A few years ago, the late Russian economist and former finance minister Yegor Gaidar, the architect of his country’s post-Soviet free-market reforms, gave a speech in which he pinpointed, to the exact day, when the U.S.S.R.’s goose was cooked: Sept. 13, 1985.
A quick history lesson is necessary here, but bear with me, because it ties directly into Russia’s aggression in Ukraine, the instability of Vladimir Putin’s grip on power, and why this has the potential to make him even more dangerous, at least in the short term.
In the wake of the 1970s oil-price shocks, demand for crude had been falling, while at the same time, both OPEC and non-OPEC countries were flooding world markets with oil.

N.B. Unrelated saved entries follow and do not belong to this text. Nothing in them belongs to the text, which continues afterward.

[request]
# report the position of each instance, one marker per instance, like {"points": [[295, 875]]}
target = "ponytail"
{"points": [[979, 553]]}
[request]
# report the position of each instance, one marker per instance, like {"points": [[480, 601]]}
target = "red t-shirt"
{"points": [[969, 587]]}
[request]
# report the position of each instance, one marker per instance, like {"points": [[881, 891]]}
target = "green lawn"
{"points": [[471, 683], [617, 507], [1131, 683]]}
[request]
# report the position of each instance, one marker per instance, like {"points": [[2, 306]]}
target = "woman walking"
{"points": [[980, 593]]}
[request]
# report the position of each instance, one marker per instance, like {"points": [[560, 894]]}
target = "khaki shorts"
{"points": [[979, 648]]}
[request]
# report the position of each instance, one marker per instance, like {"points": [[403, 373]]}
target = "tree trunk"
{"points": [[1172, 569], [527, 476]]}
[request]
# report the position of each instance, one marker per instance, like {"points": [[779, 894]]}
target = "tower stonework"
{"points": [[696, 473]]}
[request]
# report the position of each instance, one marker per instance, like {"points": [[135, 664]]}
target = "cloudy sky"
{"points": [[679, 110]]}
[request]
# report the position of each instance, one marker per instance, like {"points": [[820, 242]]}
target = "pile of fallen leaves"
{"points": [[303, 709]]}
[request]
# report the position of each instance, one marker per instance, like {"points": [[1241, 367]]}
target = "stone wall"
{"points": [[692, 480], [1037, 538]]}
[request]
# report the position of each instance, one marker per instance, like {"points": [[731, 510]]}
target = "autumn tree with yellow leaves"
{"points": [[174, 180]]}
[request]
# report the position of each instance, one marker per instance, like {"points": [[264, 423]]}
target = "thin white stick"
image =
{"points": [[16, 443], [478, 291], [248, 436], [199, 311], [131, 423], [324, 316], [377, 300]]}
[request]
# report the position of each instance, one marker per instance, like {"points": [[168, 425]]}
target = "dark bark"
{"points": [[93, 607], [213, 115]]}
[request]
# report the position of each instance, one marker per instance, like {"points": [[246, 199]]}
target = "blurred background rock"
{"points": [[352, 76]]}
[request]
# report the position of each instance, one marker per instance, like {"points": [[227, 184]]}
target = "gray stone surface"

Saudi Arabia, having tried and failed to keep oil prices high by curtailing its own output, chose that day to abandon its policy of propping up prices. Within a year, oil fell close to 50 per cent to under US$15 a barrel, the equivalent of just US$31 in today’s terms.
As Gaidar explained in his 2006 lecture to the American Enterprise Institute, it was a death blow for the Soviet Union. By then, the Soviets depended on energy exports for most of their hard currency reserves, money they desperately needed to pay for foreign grain to feed their citizens, not to mention maintain their creaking empire. “As a result, the Soviet Union lost approximately $20 billion per year,” he said, “money without which the country simply could not survive.”
Putin’s invasion of Crimea is the latest chapter in his campaign of empire building. And once again, the whole mess of Russian ambition has been fuelled by energy exports. More than a decade of rising oil and gas prices nearly quadrupled the size of the economy to US$2 trillion, boosted incomes and enabled Putin to reconstruct Russia’s military might.
The country’s natural gas exports have been front and centre in the Ukraine conflict, after Russia said it would end the gas price discount it provides to the cash-strapped country. (Russia is Ukraine’s largest source of gas.) There is concern Putin could go even further and shut off the gas to Ukraine altogether, as Russia did during disputes in 2006 and 2009. The pipelines don’t end in Ukraine, either, but extend deep into Europe. This has triggered panicked headlines warning that, with a flick of the switch, Putin might shut off Europe’s supply of natural gas, used to heat homes and power factories.
Indeed, Russia supplies 35 per cent of Europe’s natural gas. Put that way, the balance of power would lie with Moscow. But here’s the other way to think about it: According to the U.S. Energy Information Association, Western Europe accounts for 76 per cent of Russia’s gas exports. It’s a relationship of economic interdependence, in other words, in which Russia may well ultimately hold the weaker hand.
That’s especially the case if the global energy revolution already under way continues. New discoveries and technologies such as hydraulic fracturing have boosted the supply of both oil and gas faster than anyone expected. It’s already shifting the balance of power in energy markets. Norway’s state-controlled Statoil is close to overtaking Russia’s state-run Gazprom in gas exports to Europe. As more terminals in Europe capable of handling liquefied natural gas are constructed, countries such as Qatar and Australia can increase shipments to the continent. Meanwhile, in the U.S., which has tight restrictions on oil and gas exports, but where production is soaring, there have been increased calls for those restrictions to be eased. Legislation before the Senate and House of Representatives would expedite gas exports to NATO allies.
Even Ukraine is in on the act. This year, energy giant Royal Dutch Shell is expected to drill the first wells of a US$10-billion shale gas project there. Within a decade, it may even be in a position to export gas to Europe. Putin’s belligerence in Crimea has only reinforced the importance of diversifying Europe’s energy supply away from Russia.
None of these projects offers immediate help, should Russia shut off Europe’s gas tomorrow. One can only hope the country’s own reliance on energy revenues forestalls that option. Oil and gas make up 70 per cent of Russia’s exports, while energy accounts for more than half of government revenues. Even before the Ukraine crisis and the talk of sanctions, lower oil and gas prices were already dragging Russia’s economy closer to recession. The World Bank estimates Russia’s economy grew just 1.3 per cent last year, down sharply from 3.4 per cent the year before.
And so Russia once again finds itself dangerously exposed to fluctuations in energy markets. None of this should be a surprise to a strategist like Putin. But it does mean that, if he is keen to reassert the Russian empire, and senses his days are numbered, he may feel he must act now while Russia’s energy wealth affords him that opportunity.
In the last years of his life, Gaidar was wary about the rise of post-imperial nostalgia in Russia, and its threat to the country’s stability. As Russian tanks rolled into Georgia in 2008, the year before his death from pulmonary edema, Gaidar saw what was at stake. “The situation is extremely dangerous,” he said. “The post-imperial syndrome is in full blossom. We have to get through the next five to 10 years and not start doing something stupid.” The danger is, Putin may feel his time is running out.